Pierre-Joseph Proudhon. L’anarchie sans le désordre, de Thibault Isabel

Proudhon est connu comme le « père de l’anarchisme ». Mais pour lui, l’anarchie, selon l’étymologie grecque, n’est pas synonyme de désordre : selon sa formule célèbre, c’est « l’ordre sans le pouvoir ». Elle n’est rien d’autre qu’une authentique démocratie, directe, intégrale, fédérative, qui commence par l’autonomie locale, communale – le self-government, selon un nom commun à l’époque.
On sait aussi qu’il a écrit « la propriété c’est le vol ». On oublie qu’il a aussi écrit « la propriété c’est la liberté ». Comme Chesterton, il décrit une certaine forme de propriété – capitaliste – qui est une forme de spoliation, et une autre forme de propriété – la propriété que l’on pourrait qualifier de « travailliste », c’est-à-dire la propriété par le travailleur, individuel ou collectif, de ses moyens de production – de fondement de la liberté économique et partant politique.

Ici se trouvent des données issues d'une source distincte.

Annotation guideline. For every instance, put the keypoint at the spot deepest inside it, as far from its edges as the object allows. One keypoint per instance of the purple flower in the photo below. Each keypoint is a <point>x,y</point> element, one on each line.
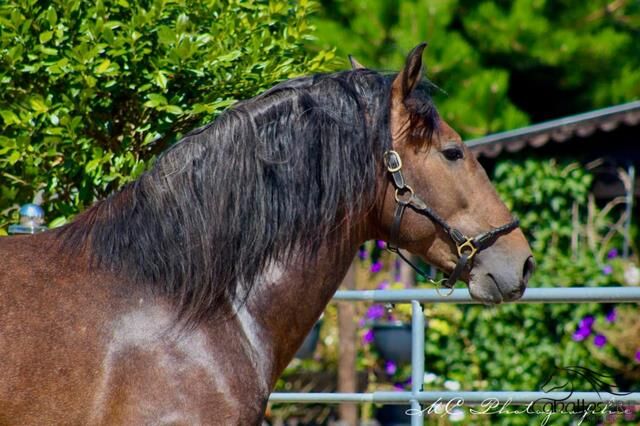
<point>599,340</point>
<point>367,337</point>
<point>375,312</point>
<point>390,368</point>
<point>581,334</point>
<point>362,253</point>
<point>586,322</point>
<point>383,285</point>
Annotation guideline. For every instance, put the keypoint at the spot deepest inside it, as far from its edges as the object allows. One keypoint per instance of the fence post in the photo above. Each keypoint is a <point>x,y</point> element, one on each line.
<point>417,361</point>
<point>347,351</point>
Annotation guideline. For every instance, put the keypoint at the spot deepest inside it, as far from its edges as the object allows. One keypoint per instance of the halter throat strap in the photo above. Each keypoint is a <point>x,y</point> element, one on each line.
<point>405,197</point>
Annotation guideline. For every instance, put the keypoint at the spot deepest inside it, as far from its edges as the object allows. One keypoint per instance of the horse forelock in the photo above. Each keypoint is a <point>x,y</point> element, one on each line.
<point>272,176</point>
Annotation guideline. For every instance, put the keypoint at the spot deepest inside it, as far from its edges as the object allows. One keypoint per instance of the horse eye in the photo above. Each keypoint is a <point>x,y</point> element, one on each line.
<point>453,154</point>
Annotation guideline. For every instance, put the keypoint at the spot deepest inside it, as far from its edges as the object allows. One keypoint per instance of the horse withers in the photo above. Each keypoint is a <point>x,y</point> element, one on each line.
<point>181,298</point>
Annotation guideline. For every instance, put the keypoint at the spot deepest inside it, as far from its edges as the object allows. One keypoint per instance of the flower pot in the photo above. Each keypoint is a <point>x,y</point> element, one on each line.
<point>393,341</point>
<point>393,415</point>
<point>308,347</point>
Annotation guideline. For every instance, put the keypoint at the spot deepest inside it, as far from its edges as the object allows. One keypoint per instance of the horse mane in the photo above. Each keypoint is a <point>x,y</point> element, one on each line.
<point>273,175</point>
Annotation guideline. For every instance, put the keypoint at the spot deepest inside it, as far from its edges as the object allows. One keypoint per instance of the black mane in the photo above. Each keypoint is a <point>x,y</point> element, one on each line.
<point>273,174</point>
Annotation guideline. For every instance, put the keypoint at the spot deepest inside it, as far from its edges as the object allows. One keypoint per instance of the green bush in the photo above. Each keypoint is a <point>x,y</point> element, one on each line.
<point>90,92</point>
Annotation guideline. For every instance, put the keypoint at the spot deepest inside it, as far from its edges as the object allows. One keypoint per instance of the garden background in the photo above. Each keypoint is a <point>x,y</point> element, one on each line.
<point>91,92</point>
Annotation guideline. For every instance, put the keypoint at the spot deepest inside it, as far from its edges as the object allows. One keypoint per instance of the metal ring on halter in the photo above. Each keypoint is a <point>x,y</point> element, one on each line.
<point>403,199</point>
<point>468,245</point>
<point>385,158</point>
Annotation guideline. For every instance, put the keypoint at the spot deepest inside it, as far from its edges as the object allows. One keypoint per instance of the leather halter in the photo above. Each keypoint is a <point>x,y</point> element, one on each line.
<point>467,247</point>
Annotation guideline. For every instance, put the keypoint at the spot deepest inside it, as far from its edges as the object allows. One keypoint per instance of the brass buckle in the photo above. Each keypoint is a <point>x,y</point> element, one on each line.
<point>467,245</point>
<point>407,197</point>
<point>386,161</point>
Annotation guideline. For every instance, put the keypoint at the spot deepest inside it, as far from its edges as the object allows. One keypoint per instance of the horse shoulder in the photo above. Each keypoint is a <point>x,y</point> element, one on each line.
<point>153,373</point>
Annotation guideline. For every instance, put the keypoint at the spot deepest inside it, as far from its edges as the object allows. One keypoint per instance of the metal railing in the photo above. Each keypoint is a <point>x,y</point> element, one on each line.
<point>417,396</point>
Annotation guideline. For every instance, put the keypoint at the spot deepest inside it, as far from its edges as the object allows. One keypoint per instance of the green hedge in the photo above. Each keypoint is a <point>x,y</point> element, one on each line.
<point>91,91</point>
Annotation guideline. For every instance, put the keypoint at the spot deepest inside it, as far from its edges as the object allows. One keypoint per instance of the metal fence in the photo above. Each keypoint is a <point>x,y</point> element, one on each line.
<point>417,396</point>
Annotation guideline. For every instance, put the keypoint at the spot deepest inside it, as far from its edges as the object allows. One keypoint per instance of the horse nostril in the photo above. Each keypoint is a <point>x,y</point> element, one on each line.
<point>527,270</point>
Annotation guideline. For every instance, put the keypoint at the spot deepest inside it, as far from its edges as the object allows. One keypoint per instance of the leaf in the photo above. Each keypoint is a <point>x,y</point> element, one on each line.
<point>58,221</point>
<point>155,99</point>
<point>38,105</point>
<point>46,36</point>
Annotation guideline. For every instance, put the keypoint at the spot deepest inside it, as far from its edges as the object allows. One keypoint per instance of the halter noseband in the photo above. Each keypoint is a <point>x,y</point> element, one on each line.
<point>467,247</point>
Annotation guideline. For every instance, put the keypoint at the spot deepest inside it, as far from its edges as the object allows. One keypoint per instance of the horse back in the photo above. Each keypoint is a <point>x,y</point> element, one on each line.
<point>81,346</point>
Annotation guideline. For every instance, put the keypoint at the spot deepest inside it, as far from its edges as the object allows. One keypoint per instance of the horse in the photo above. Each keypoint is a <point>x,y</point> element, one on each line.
<point>181,298</point>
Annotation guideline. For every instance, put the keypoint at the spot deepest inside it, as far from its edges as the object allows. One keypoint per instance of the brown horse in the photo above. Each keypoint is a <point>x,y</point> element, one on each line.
<point>181,298</point>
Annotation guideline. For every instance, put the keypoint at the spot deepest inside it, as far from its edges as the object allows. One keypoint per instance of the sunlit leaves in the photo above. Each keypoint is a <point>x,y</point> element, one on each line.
<point>91,91</point>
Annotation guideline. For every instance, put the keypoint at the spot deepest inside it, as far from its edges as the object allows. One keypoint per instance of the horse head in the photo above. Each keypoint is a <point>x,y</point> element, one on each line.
<point>437,202</point>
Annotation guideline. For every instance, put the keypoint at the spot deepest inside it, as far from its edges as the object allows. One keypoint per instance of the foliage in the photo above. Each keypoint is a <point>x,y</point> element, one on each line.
<point>499,63</point>
<point>90,92</point>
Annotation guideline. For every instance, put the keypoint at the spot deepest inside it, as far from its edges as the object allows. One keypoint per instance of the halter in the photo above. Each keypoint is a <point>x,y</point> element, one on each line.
<point>467,247</point>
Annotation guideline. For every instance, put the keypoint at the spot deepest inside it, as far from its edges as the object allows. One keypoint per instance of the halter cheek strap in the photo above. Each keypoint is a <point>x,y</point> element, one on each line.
<point>405,197</point>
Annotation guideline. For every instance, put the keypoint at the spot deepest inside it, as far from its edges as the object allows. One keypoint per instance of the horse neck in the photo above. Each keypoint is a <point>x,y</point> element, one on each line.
<point>289,298</point>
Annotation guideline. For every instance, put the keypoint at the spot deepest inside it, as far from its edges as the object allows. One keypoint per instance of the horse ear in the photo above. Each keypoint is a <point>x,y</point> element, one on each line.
<point>355,65</point>
<point>410,76</point>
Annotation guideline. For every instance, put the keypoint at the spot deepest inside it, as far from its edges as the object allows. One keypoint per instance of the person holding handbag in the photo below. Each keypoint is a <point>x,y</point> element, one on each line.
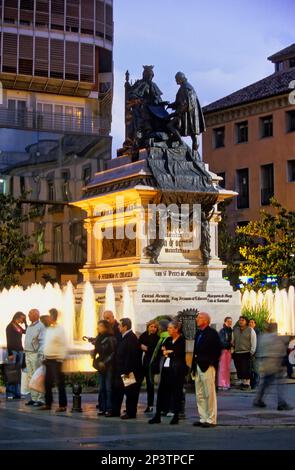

C’est la coopérative : les travailleurs sont copropriétaires de l’entreprise, les décisions y sont collectives. Proudhon défend aussi, comme le distributisme « chesterbellocien », le petit travailleur indépendant, artisan ou paysan, maître de ses outils et champs.
Proudhon n’est pas un idéologue, mais un penseur pragmatique. Il est d’ailleurs l’un des rares théoriciens socialistes issus d’un milieu populaire. Socialisme ? Nous sommes avant l’hégémonie marxiste puis marxiste-léniniste, dans cette effervescence d’alternatives sociales au capitalisme industriel en plein essor. Les doctrines sociales se multiplient, il y a même de multiples formes de « socialisme » chrétien, voire de « communisme » chrétien – de Pierre Leroux à Étienne Cabet. Proudhon, lui, n’est pas communiste, et opposé à toute forme de socialisme d’État. C’est un véritable socialiste, pour un socialisme de la société, c’est-à-dire une auto-organisation coopérative, mutuelle et fédérale de la société.
Si sa vie est romanesque, ce sont surtout ses propositions pratiques, économiques et politiques, qui peuvent nous inspirer aujourd’hui, auxquelles Thibault Isabel nous propose une très pédagogique introduction.

Falk van Gaver

Pierre-Joseph Proudhon. L’anarchie sans le désordre, de Thibault Isabel, Autrement, 2017, 180 pages, 18,50 €.